# Lab 08: Imitation Learning

In this lab, we look into the problem of learning from expert demonstrations.

- Find a policy $\pi(a | s)$ that best imitates the expert policy $\pi^*(a | s)$ in the given environment.
- It's worth noting, that we don't need access to the environment rewards.

Major Imitation Learning techniques are:

1. Behavioural Cloning,
1. Imitation Learning via Interactive Demonstrator e.g.
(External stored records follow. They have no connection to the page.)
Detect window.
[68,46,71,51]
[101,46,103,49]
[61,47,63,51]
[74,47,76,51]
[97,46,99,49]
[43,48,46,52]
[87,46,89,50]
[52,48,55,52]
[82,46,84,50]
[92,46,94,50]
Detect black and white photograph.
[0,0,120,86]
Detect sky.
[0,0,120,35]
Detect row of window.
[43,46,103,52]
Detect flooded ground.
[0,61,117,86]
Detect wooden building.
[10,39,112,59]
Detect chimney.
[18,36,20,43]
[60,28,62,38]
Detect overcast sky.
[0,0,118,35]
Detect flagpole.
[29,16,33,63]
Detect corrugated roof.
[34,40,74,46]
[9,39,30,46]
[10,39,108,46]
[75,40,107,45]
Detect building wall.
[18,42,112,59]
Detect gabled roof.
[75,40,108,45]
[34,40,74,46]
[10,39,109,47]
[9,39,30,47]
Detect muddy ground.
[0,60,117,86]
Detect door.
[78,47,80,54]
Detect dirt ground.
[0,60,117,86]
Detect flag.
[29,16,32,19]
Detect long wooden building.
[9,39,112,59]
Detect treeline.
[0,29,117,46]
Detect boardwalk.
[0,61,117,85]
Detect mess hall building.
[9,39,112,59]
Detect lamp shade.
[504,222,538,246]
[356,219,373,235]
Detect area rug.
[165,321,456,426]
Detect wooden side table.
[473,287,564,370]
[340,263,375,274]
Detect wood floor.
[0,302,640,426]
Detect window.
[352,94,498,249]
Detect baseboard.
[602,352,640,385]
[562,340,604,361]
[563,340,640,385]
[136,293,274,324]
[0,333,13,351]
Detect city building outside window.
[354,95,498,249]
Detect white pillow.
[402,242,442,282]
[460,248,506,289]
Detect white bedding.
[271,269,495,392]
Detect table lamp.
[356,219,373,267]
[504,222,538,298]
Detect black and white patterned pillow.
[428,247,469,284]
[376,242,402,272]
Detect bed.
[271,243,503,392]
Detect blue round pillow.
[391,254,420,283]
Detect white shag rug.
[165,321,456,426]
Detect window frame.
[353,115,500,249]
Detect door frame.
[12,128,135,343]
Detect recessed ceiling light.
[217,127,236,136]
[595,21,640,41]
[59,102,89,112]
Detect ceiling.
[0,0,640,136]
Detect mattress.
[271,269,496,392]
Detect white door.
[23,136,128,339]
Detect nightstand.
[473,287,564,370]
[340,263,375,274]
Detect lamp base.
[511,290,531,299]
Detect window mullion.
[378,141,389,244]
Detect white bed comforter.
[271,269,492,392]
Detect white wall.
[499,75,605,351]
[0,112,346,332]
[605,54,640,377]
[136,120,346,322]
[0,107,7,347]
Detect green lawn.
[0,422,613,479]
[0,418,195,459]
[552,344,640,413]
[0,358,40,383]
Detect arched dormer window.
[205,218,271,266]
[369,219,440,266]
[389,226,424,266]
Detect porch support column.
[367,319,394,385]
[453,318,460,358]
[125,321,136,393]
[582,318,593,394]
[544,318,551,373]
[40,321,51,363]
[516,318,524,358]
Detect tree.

SMILe (Ross and Bagnell, 2010) or DAgger (Ross et al., 2011),
1. Inverse Reinforcement Learning -- out of scope of this lab.

We will solve the Ant problem, shown below, examining the first two approaches.

## Install dependencies

In [1]:
!pip -q install gymnasium[mujoco]
!pip -q install pyglet
!pip -q install pyopengl
!pip -q install pyvirtualdisplay

In [2]:
!pip install numpy==1.23.5
!pip install torch==2.5
!git clone https://github.com/lychanl/sample-factory.git

fatal: destination path 'sample-factory' already exists and is not an empty directory.


In [3]:
!pip install -q sample-factory[mujoco]

In [4]:
%cd sample-factory

/content/ML-stuff/1.2/RL/lab08/sample-factory


## Download Expert

In [5]:
!python -m sample_factory.huggingface.load_from_hub -r LLParallax/sf_Ant

For more details, please read https://huggingface.co/docs/huggingface_hub/concepts/git_vs_http.
/content/ML-stuff/1.2/RL/lab08/sample-factory/./train_dir/sf_Ant is already a clone of https://huggingface.co/LLParallax/sf_Ant. Make sure you pull the latest changes with `repo.git_pull()`.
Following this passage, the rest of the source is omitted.